Given a subject and treatment that showed so much personal sensitivity and demonstrated such good cinematic skills till the halfway mark, this transition to melodrama is both sudden and unfathomable
Ajit Duara Ajit Duara | 18 May, 2018
This movie gets most things right till the interval. The Batras are a married couple in Varanasi who, outwardly, appear to be compatible, in a conventional and middle class way. She is a homemaker and he works in a Post Office. He is an irascible kind of person, but she is level headed, and applies balm to the occasional abrasions to his self esteem. There appears to be a single, but nagging, point of friction between them. This is his simmering resentment towards her family, for just being better off financially than himself, and for rubbing the difference in every time he meets them.

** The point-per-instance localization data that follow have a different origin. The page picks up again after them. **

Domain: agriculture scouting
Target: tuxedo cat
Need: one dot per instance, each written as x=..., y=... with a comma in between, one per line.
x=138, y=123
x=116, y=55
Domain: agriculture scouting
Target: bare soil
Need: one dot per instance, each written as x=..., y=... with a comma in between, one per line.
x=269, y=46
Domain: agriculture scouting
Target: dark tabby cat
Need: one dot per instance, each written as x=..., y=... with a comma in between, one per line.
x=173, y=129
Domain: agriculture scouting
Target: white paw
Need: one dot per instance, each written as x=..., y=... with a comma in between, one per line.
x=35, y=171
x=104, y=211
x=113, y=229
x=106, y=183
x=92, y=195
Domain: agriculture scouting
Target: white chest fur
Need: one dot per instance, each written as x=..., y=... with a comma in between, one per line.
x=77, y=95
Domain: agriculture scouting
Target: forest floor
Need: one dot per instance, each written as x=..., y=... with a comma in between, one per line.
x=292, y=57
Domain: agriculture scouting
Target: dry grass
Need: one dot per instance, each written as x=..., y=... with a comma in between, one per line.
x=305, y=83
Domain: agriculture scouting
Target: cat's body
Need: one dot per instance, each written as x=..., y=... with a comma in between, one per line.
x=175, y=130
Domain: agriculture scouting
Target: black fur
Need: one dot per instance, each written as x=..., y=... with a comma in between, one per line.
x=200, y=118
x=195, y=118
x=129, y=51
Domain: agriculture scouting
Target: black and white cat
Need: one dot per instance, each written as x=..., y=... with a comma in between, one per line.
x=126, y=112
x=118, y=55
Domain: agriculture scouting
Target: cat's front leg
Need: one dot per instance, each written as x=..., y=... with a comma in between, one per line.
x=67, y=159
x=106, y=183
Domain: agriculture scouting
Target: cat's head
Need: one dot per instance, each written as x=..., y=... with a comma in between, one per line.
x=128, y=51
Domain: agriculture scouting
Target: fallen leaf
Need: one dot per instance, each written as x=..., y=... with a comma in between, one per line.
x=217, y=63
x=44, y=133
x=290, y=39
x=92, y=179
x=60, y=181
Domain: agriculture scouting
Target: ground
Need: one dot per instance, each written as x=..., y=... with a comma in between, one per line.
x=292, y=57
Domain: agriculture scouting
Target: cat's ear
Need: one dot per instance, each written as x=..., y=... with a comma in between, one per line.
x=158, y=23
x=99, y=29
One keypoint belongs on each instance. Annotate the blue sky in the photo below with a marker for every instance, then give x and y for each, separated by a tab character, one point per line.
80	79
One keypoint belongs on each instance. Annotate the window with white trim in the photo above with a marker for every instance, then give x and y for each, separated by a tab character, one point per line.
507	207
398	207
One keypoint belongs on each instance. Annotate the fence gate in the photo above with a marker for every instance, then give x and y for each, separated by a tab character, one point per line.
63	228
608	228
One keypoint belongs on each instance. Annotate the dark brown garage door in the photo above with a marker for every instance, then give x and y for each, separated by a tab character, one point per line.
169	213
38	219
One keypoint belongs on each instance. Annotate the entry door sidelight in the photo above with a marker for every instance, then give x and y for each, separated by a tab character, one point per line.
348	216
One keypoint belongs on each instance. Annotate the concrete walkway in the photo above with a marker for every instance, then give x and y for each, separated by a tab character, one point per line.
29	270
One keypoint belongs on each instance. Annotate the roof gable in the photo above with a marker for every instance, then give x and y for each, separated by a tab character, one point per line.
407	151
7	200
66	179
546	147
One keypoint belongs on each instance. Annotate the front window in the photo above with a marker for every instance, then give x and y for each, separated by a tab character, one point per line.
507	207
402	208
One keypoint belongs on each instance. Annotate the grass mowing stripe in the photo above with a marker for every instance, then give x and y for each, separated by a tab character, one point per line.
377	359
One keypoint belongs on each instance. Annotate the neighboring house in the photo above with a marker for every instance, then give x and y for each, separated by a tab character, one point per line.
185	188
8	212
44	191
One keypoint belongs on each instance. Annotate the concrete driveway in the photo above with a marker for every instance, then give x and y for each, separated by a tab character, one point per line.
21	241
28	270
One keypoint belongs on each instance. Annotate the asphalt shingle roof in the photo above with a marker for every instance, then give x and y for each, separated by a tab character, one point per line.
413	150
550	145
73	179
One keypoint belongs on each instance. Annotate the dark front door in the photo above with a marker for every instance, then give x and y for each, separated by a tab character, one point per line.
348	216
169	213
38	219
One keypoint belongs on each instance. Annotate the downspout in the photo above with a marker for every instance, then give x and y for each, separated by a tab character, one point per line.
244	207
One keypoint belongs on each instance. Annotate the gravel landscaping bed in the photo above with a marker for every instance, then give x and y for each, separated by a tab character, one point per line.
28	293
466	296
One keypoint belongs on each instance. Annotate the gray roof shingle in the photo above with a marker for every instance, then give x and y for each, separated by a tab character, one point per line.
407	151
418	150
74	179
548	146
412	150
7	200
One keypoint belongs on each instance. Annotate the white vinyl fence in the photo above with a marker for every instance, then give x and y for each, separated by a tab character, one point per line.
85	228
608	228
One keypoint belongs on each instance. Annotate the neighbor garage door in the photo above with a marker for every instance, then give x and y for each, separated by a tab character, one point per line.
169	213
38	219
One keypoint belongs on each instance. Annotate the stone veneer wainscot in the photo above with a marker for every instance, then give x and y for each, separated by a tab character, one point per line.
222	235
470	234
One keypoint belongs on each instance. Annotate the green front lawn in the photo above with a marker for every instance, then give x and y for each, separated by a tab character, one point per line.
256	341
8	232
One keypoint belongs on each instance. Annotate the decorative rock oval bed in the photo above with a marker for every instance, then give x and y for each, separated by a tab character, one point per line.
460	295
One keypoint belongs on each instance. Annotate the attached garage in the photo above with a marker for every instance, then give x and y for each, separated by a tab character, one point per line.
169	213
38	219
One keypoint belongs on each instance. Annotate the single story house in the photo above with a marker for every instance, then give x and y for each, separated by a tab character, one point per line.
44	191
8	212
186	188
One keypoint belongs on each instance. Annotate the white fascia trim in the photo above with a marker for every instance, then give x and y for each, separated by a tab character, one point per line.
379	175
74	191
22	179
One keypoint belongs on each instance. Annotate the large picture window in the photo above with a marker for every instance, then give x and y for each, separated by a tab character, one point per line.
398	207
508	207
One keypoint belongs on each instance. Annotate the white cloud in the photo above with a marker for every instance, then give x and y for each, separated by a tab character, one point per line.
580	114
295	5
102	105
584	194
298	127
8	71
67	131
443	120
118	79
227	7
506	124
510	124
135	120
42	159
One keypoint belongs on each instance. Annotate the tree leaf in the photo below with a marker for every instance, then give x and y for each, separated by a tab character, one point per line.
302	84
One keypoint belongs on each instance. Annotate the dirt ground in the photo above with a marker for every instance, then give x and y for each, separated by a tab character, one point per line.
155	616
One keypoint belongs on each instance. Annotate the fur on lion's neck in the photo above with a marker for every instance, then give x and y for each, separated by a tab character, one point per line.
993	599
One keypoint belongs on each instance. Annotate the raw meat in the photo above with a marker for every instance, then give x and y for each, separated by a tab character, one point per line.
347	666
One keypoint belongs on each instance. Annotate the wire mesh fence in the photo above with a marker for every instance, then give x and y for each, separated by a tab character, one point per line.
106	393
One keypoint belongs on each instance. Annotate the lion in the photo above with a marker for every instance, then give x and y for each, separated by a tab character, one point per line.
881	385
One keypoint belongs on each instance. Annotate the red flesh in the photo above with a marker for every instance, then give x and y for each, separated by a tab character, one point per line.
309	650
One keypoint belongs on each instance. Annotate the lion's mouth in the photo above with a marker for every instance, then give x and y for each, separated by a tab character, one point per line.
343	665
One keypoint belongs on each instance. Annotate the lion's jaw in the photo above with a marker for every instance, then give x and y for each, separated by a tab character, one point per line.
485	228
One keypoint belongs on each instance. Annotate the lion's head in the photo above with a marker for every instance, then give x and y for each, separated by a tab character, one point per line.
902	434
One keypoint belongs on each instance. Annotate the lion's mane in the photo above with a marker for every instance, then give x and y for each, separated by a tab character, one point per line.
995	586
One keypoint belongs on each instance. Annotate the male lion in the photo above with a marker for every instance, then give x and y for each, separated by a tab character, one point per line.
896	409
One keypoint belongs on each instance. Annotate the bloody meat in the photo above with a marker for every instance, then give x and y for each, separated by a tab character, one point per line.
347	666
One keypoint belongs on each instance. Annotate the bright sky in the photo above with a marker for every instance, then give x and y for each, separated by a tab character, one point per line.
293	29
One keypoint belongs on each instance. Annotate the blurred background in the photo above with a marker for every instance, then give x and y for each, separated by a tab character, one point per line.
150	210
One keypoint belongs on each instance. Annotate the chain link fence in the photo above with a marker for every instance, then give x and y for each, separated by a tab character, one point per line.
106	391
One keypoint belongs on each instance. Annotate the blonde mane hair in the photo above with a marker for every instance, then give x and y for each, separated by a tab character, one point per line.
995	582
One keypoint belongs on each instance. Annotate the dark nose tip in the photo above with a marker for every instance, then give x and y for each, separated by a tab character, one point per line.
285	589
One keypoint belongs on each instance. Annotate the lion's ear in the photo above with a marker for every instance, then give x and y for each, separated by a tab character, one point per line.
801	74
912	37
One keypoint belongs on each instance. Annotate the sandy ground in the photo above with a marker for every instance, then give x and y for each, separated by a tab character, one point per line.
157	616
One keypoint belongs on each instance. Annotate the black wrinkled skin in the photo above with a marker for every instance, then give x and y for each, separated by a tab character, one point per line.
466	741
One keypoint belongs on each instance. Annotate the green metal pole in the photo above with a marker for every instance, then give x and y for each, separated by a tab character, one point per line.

The most expressive and moving sequence in the film is when Yashwant Batra (Sanjay Mishra), cajoled by his wife Kiran (Ekavali Khanna), attends a party at his in-laws. Their means of transportation to the wealthier neighbourhood is on his beat up scooter. While there, he puts up with the jibes of his brother-in-law quite well, and Kiran appears reassured that her husband will behave himself at her family home. But when the ‘darwan’ calls irritably to Yashwant and orders him to remove his parked scooter to make way for the posh cars arriving at the celebration, he loses his equilibrium and all the years of humiliation come back to haunt him. The couple leave without having dinner, and as the camera focusses on their faces, we see them silent in their own worlds; an abyss opening up between them; neither of them able to stop the widening gulf.
Both Mishra and Khanna are fine actors. He has this self deprecatory facade that he puts on to hide his feelings. It is both funny and sad, but it makes him unable to appreciate the people around him; not just his wife, but his daughter, neighbours and office colleagues. It is almost as if he has decided, in a pre-meditated sort of way, to be unhappy. All he has to do now is to present arguments that justify the reasons for his discontent.
The apartment he lives in at Varanasi may have something to do with his angst. It is a beautiful heritage home overlooking the Ganga, and all his memories are associated with it. But those walls have also encircled him into a world of the past. He is unable to reinvent himself and look at all the blessings life has gifted him with in the present – a caring and concerned wife, an innocent daughter and a decent job. It is a complex persona given to him by the writer and director of this movie, and Mishra does a great job of presenting it.
Ekavali Khanna plays a woman watching her husband withdraw into an impenetrable shell that she knows will cut her off from all future marital happiness. In desperation, she tells him the unthinkable; that she wants to leave. And he, in his cut and dry manner, says: ‘leave then’.
Ekavali has the rare facility to demonstrate both an inner and an outer life through the light and dark shadows that pass across her face. She reacts to her husband’s words and behaviour, with the dual emotions that people living with each other often do. You can read it on their faces. There is an outer shock and concern at what he says, and an inner sense of acceptance at what she has always known to be true about their relationship.
Unfortunately, the latter half of the film, which deals with the separation of the couple, switches over to a completely different genre and turns into Hindi film kitch. Included are a few ‘fantasy’ scenes, with Yashwant buying flowers and writing flowery love letters to his estranged wife. There is also a sub-plot with a doting husband (Pankaj Tripathi) who coos lovingly to his sick wife. Suddenly, out of the blue, in histrionic fashion, she croaks and kicks the bucket. End of sub-plot.
Given a subject and treatment that showed so much personal sensitivity and demonstrated such good cinematic skills till the halfway mark, this transition to melodrama is both sudden and unfathomable.